La morte di Muhammad Ali, ha riportato in luce le straordinarie doti di atleta e comunicatore del pugile più famoso della storia. La rilettura della sua vita, infatti, ha evidenziato la grande capacità di unire talento sportivo e comprensione della potenzialità della comunicazione, unite da una tenacia e da un’ossessione per la preparazione degne della fama che lo ha accompagnato per tutta la vita.
A partire dalla protesta contro la guerra del Vietnam (che gli costò il titolo mondiale, una condanna penale e l’allontanamento per 5 anni dal ring), Ali divenne famoso non solo per le sue straordinarie vittorie, ma anche perché seppe costruire sapientemente la propria immagine, e usò la comunicazione per motivare se stesso e demolire psicologicamente i propri avversari.
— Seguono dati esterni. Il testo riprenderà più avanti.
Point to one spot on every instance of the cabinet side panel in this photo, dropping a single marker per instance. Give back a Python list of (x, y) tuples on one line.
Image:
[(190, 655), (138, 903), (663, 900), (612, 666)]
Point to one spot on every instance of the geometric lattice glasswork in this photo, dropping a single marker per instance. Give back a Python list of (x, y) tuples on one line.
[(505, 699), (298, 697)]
Conferenze stampa a effetto durante le quali ribadiva sempre la propria forza e il proprio valore, l’idea geniale di pronosticare il momento esatto nel quale il proprio avversario sarebbe finito al tappeto (spesso confermato dai fatti), la costruzione di una strategia di comunicazione volta a demotivare l’avversario anche e soprattutto durante il match. Straordinaria applicazione proprio del potere della comunicazione, di una preparazione meticolosa e di una strategia vincente, durante il match dei match (definito The rumble in the Jungle), combattuto in Zaire nel 1974, dove Ali sfidò il detentore del titolo di Campione del Mondo George Foreman, dopo il lungo ritiro imposto dalla sentenza penale che lo allontanò dalle scene, e con il pronostico sfavorevole degli esperti.
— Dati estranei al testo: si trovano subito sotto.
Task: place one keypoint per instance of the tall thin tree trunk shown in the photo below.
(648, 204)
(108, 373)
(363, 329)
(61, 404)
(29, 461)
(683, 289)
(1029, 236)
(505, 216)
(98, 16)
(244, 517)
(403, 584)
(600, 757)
Prima di tutto Ali si trasferì in Africa molti mesi prima dell’incontro e sfruttò quel tempo per comparire ovunque possibile e per affermare e confermare la sua identità di Africano alla ricerca delle proprie radici. Per la preparazione atletica applicò una strategia al contrario: invece di allenarsi a colpire, si allenò a incassare i colpi con l’obiettivo di resistere sul ring fino al totale esaurimento delle forze dell’avversario, per poi colpirlo a propria volta con potenza e velocità. Non ultima la strategia di automotivazione e di demotivazione di Foreman: per tutto l’incontro, invece di tacere come l’avversario, Ali coglieva tutte le occasioni per sussurrare al suo orecchio frasi a effetto sulla sua capacità di incassare i colpi e sulla delusione nel trovare Foreman molto meno potente di quanto si aspettasse.
Tre elementi che, uniti alla tecnica perfetta, hanno decretato la vittoria di Ali e la riconquista del titolo mondiale.